Attrition: Canada Recruits Couch Potatoes


November 1, 2006: Canada continues to have problems recruiting enough troops. Last Summer, some bureaucratic delays in the recruiting system were eliminated, but that wasn't enough. So now, physical fitness standards for applicants have been greatly reduced. Currently, about a third of otherwise qualified applicants cannot get into the armed forces because they cannot do the required 19 push-ups, 19 sit-ups, hand strength test and 2.4 kilometer timed run. Now, most of these applicants would be accepted, but turned over to a special training unit that would get them to the minimum standard, or wash them out, before allowing regular recruit training to start. The Canadians will also ease up on some of the background check requirements, and recruit more aggressively in minority communities. These moves won't reduce the quality of troops, but will cost the military more for additional training and recruiting efforts.

Despite aggressive recruiting over the last four years (which brought in 20,000 new troops), there was a net gain of only 700 in the force of 56,000. Canada is trying to increase its military manpower by 13,000. Compared to the United States (which has ten times the population), Canada has only about half as many troops, per capita, currently on active duty. Yet the United States, despite being at war, is able to keep their force up to strength.

The Canadian problem is political, and cultural, as well as bureaucratic. While the Canadian armed forces earned a reputation as tough and effective soldiers during the two World Wars and Korea, the country became less enthusiastic about supporting their military during the last few decades. This has reached the point where the troops feel resented and unwanted. Budgets were cut so much that Canada is a generation or more behind the United States in many categories of weapons and equipment.

Canadian soldiers have gotten a lot of work on peacekeeping missions, and saw combat in the 1991 Gulf War and in the 2001 Afghanistan campaign, where they distinguished themselves.

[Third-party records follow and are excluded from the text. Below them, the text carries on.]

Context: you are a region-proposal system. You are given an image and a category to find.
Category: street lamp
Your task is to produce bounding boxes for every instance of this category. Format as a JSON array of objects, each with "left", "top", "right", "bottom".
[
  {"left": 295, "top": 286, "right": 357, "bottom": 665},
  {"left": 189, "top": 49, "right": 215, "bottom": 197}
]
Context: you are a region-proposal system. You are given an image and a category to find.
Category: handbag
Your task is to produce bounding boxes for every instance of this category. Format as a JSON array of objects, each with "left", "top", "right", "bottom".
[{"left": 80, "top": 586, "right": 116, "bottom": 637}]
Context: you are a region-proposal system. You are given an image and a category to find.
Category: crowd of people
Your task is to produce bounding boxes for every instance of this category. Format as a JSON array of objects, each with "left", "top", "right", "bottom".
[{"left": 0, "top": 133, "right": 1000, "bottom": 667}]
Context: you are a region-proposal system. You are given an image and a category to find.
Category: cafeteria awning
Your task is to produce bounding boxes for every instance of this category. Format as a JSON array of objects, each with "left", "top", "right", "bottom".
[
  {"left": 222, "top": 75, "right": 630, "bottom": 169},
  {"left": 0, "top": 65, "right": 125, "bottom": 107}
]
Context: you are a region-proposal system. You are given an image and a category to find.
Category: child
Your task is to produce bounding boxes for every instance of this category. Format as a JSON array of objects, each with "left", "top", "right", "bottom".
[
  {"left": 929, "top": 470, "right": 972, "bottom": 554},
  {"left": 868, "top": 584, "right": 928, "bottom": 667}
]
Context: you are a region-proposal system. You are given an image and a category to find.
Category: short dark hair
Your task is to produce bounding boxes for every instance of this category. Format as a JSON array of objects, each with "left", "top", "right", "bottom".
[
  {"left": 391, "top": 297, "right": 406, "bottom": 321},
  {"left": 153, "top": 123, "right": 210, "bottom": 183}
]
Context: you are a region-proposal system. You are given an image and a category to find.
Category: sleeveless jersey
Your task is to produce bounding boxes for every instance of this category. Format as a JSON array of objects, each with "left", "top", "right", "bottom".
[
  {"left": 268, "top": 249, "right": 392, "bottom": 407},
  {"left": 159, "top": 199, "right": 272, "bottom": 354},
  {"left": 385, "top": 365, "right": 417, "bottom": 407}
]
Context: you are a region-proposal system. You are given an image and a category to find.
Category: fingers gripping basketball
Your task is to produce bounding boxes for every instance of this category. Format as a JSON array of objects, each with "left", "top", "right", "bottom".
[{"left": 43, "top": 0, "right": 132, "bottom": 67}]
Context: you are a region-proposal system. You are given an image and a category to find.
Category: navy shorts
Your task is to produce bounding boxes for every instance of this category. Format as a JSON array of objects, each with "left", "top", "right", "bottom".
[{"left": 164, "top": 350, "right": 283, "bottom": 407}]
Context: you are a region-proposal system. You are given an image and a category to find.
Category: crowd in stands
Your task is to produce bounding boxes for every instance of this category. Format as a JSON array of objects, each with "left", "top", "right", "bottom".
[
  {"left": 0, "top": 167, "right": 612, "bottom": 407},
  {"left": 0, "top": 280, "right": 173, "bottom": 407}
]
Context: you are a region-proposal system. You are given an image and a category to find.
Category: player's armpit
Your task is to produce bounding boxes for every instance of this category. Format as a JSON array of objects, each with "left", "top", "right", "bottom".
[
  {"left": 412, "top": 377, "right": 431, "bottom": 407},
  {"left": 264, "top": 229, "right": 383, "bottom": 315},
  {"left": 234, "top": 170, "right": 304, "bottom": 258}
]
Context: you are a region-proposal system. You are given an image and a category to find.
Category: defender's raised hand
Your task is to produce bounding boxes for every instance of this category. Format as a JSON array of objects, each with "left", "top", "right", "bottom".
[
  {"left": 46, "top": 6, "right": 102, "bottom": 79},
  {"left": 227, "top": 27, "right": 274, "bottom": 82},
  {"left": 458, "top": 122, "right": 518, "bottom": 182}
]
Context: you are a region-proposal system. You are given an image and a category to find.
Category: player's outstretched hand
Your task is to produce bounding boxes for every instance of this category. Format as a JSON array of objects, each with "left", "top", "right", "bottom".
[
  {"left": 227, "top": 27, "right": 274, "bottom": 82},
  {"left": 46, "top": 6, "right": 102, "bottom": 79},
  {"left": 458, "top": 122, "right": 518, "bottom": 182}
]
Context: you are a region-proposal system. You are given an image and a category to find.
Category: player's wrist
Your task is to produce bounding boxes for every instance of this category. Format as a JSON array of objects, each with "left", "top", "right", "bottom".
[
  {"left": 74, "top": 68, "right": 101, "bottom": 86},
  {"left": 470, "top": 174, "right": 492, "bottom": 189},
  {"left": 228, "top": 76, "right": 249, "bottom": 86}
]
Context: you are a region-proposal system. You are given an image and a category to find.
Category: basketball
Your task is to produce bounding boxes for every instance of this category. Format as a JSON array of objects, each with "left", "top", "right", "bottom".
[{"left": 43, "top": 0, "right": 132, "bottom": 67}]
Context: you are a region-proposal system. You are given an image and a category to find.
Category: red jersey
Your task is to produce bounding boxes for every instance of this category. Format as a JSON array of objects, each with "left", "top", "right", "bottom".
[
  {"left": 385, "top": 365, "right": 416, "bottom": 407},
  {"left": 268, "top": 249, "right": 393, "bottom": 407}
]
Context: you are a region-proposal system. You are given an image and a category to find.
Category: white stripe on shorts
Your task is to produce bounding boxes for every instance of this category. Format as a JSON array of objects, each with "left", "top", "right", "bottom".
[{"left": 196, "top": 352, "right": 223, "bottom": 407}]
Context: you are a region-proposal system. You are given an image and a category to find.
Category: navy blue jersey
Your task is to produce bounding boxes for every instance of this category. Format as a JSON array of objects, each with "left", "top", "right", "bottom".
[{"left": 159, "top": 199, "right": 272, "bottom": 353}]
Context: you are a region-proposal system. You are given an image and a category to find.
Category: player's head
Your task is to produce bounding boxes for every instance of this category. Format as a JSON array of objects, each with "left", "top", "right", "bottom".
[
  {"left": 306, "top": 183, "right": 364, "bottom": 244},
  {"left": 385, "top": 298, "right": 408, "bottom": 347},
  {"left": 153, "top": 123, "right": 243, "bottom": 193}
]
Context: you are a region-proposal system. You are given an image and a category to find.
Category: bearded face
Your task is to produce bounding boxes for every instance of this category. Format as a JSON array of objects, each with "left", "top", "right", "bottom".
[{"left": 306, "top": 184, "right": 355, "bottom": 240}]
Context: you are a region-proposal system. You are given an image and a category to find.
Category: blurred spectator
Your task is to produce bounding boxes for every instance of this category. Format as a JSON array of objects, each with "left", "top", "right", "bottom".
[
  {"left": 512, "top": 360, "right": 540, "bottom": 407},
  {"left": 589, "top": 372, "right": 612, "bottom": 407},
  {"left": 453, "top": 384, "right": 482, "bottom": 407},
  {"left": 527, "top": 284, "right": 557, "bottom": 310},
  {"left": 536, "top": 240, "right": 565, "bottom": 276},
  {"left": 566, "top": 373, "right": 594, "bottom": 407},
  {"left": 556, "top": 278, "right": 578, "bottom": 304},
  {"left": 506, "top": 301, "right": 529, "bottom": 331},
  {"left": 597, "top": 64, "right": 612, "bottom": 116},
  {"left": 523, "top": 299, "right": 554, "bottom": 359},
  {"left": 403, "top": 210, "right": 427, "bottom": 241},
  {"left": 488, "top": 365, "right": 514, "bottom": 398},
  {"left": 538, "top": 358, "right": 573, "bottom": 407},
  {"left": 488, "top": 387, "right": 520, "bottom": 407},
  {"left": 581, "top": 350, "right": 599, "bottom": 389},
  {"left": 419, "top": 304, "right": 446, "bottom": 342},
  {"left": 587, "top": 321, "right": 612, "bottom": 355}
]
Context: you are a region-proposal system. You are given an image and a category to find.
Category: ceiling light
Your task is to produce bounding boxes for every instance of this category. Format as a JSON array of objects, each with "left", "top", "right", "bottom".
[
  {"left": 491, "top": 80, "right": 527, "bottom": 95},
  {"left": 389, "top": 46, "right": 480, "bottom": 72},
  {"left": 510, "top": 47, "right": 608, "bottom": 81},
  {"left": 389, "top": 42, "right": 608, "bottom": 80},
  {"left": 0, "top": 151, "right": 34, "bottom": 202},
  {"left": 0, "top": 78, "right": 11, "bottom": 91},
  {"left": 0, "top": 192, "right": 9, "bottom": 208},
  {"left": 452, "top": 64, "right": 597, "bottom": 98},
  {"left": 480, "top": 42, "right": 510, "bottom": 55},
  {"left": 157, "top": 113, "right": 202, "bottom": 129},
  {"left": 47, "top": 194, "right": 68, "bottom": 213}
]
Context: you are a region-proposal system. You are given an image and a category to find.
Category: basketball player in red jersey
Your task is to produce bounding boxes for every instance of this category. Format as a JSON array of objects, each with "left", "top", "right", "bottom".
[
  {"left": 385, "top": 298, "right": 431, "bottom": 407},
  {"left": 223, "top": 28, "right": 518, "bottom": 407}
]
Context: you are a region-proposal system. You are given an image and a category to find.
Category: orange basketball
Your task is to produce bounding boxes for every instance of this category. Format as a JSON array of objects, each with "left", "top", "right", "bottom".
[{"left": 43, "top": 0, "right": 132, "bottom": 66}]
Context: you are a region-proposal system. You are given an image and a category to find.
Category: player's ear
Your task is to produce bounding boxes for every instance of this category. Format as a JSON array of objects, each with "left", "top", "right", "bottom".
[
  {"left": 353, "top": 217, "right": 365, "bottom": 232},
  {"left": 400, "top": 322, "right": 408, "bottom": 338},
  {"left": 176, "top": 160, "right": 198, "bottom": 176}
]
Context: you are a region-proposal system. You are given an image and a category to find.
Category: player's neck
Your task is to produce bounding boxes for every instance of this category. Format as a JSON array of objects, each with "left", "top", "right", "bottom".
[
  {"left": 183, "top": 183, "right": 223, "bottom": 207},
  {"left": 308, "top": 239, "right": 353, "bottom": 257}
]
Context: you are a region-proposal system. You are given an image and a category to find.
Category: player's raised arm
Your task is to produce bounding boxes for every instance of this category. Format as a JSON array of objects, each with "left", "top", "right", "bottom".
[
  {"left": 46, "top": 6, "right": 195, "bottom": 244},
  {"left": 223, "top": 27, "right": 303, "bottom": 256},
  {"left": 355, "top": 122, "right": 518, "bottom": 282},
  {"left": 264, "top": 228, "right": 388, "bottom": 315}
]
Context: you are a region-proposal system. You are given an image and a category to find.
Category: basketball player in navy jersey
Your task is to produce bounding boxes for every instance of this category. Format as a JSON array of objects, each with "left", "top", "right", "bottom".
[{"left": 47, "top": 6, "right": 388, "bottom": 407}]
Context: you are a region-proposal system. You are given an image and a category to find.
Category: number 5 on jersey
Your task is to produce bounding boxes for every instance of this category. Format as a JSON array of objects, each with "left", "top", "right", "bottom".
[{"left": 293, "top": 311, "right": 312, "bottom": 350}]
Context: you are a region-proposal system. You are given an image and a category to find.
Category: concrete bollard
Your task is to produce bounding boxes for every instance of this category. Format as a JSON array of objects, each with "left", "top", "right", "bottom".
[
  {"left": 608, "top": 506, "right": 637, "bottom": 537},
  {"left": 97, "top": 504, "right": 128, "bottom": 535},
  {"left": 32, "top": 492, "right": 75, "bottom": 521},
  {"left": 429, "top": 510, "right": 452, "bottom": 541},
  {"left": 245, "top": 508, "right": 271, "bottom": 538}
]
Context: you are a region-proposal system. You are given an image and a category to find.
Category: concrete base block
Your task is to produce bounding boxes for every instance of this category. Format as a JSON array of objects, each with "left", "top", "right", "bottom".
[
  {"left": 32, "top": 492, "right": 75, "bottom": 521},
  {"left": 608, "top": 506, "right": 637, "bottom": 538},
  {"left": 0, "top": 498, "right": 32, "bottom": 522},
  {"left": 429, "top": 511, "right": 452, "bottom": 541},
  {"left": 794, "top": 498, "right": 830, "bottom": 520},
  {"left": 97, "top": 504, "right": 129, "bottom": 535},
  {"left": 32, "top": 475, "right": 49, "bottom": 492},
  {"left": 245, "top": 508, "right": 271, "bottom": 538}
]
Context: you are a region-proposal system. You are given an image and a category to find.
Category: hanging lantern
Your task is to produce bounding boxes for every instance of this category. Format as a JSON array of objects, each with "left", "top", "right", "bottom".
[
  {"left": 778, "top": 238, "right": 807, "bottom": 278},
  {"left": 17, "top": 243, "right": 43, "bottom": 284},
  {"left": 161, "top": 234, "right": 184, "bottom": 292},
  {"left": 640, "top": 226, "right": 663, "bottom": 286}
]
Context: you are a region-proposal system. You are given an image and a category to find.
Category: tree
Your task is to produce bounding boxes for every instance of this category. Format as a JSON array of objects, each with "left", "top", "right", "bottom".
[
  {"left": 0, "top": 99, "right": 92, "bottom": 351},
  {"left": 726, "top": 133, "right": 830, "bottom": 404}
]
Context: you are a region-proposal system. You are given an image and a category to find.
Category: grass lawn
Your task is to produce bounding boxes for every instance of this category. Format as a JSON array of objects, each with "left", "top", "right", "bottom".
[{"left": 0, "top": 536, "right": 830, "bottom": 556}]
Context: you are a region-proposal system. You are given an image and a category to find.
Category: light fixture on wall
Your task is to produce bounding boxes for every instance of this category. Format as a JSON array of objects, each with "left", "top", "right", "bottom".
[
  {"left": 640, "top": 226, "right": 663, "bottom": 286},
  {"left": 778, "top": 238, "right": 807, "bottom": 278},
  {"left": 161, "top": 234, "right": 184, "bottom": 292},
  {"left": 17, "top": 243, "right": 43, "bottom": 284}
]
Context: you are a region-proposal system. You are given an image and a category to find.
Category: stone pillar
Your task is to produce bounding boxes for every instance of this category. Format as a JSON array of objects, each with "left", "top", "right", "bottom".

Canadian infantry are currently fighting in Afghanistan as part of the NATO force. But for all that, the troops do not feel respected or appreciated in their own country, and this appears to be reflected in the recruiting numbers. Canada wants to increase military manpower by nearly a quarter, but more new ideas, policies and attitudes will be needed to carry that out. Conscription is not an option, as Canada has never used it in peacetime, and implemented it only with difficulty in wartime.